Menurut pendukung teori nasikh-mansukh ayat ini dinaskh oleh hadis “la wahiyyah li waris” (Tidak ada wasiat bagi ahli waris).
3. Nash kully, yaitu menghapus hukum yang sebelumnya secara keseluruhan. Contoh: ketentuan ‘iddah empat bulan sepuluh hari pada surat al-Baqarah ayat 234 dinaskh oleh ketentuan ‘iddah satu tahun pada ayat 240 di surat yang sama.
4. Naskh juz’iy, yaitu menghapus hukum umum yang berlaku bagi semua individu dengan hukum yang hanya berlaku pada sebagian individu. Contohnya, hukum dera 80 kali bagi orang yang menuduh seorang wanita tanpa adanya saksi pada surat An-Nur ayat 4, dihapus oleh ketentuan li’an, yaitu bersumpah empat kali dengan nama Allah jika si penuduh suami yang tertuduh, pada ayat 6 dalam surat yang sama.
Ditinjau dari keberadaan ayat dan hukumnya, nasikh dan mansukh dalam Al-Quran dapat dibagi menjadi tiga:
1. Penghapusan Hukum Dan Bacaan Secara Bersamaan (nasikh al-hukmi wa at-tilawah ma’a)
Ayat-ayat yang termasuk dalam kategori ini tidak dibenarkan dibaca dan diamalkan. Misalnya disebutkan dalam hadis yang diriwayatkan dari Aisyah r.a

عَنْ عَائِشَةَ،أَنَّهَاقَالَتْ:"كَانَ فِيمَاأنْزِلَ مِنَ الْقُرْآنِ:عَشْرُرَضَعَاتٍ مَعْلُومَاتٍ يُحَرِّمْنَ،ثُمَّ نُسِخْنَ،بِخَمْسِ مَعْلُومَاتٍ،فَتُوُفِّيَ رَسُولُ اللهِ صَلَّى اللهُ عَلَيْهِ وَسَلَّمَ،وَهُنَّ فِيمَا يُقْرَأُ مِنَ الْقُرْآنِ"
"Diriwayatkan dari 'Aisyah, dia berkata: Adalah di antara yang diturunkan dari Al-Qur'an adalah sepuluh kali susuan yang maklum (jelas diketahui) itu menyebabkan mahram, kemudian ketentuan ini dinasakh dengan lima kali susuan yang maklum, sampai Rasulullah SAW wafat lima kali susuan ini termasuk ayat Al-Qur'an yang dibaca." (H.R. Muslim)

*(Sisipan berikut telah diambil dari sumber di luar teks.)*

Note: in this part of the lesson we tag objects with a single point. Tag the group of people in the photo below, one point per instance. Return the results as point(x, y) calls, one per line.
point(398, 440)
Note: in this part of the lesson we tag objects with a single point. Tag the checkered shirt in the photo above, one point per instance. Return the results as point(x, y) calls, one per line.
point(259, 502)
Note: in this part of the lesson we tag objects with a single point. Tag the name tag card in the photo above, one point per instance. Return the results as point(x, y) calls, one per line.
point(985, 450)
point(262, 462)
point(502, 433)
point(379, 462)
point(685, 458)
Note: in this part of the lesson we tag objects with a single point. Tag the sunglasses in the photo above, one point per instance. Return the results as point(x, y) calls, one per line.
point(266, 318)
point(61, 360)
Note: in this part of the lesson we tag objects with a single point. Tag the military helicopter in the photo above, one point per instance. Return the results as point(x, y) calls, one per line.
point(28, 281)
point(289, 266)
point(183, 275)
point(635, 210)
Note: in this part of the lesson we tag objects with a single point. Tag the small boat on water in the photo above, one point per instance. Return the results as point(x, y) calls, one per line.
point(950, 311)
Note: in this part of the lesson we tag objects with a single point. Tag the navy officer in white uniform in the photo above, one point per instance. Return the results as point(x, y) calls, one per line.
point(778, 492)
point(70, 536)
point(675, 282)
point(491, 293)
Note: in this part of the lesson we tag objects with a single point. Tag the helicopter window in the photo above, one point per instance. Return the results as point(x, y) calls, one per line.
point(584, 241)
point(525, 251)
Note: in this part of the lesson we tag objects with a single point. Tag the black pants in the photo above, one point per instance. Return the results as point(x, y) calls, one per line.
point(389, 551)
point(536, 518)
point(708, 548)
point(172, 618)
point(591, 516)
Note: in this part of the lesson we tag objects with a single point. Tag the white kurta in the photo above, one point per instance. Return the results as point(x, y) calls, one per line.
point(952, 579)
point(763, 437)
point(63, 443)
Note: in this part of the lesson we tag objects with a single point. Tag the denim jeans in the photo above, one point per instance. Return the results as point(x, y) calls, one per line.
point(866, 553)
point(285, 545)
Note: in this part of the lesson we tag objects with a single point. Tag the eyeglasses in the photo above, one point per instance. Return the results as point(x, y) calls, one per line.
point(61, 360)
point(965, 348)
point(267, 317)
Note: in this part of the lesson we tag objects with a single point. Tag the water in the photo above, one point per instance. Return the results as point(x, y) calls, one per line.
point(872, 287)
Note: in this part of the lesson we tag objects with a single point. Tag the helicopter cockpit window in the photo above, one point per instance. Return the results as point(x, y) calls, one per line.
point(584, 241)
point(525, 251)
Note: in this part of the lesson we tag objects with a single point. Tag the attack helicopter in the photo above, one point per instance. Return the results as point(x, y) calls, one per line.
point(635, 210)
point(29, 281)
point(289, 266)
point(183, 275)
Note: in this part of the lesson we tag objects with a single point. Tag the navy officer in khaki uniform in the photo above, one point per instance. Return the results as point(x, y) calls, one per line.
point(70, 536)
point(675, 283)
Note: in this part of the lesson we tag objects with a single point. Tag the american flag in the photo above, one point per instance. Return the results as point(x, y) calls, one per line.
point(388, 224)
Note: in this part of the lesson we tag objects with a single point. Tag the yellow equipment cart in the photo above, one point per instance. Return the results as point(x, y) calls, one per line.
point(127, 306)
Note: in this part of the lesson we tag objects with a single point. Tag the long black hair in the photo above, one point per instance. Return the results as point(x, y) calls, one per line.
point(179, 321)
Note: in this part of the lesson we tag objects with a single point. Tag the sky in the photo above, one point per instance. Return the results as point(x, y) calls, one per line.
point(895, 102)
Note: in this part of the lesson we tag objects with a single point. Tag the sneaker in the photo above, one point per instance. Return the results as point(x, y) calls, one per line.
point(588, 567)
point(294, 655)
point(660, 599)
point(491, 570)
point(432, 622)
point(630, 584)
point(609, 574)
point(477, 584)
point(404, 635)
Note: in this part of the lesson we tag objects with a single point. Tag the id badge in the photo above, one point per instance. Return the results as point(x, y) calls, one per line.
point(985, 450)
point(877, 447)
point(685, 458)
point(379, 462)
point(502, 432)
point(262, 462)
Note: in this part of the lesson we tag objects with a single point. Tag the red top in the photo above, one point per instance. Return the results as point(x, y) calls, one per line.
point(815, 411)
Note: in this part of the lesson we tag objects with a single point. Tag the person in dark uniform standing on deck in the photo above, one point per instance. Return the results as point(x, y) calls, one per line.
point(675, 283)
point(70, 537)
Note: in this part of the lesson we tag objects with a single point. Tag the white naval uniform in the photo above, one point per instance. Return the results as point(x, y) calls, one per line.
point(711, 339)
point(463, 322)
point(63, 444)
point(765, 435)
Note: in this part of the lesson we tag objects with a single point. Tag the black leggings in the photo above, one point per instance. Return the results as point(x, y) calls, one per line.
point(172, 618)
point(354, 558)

Maksud dari hadist diatas, bahwa ketentuan tentang susunan ini tidak ada lagi di dalam Al-Qur’an, baik bacan maupun hukumnya. Naskh ayat tentang radha’ah itu tidak sampai kepada semua orang, sehingga sampai Rasulullah SAW wafat masih ada yang membacanya. Karena sudah di nasakh tilawahnya, maka ayat tersebut tidak terdapat di dalam mushaf ‘Utsmani’.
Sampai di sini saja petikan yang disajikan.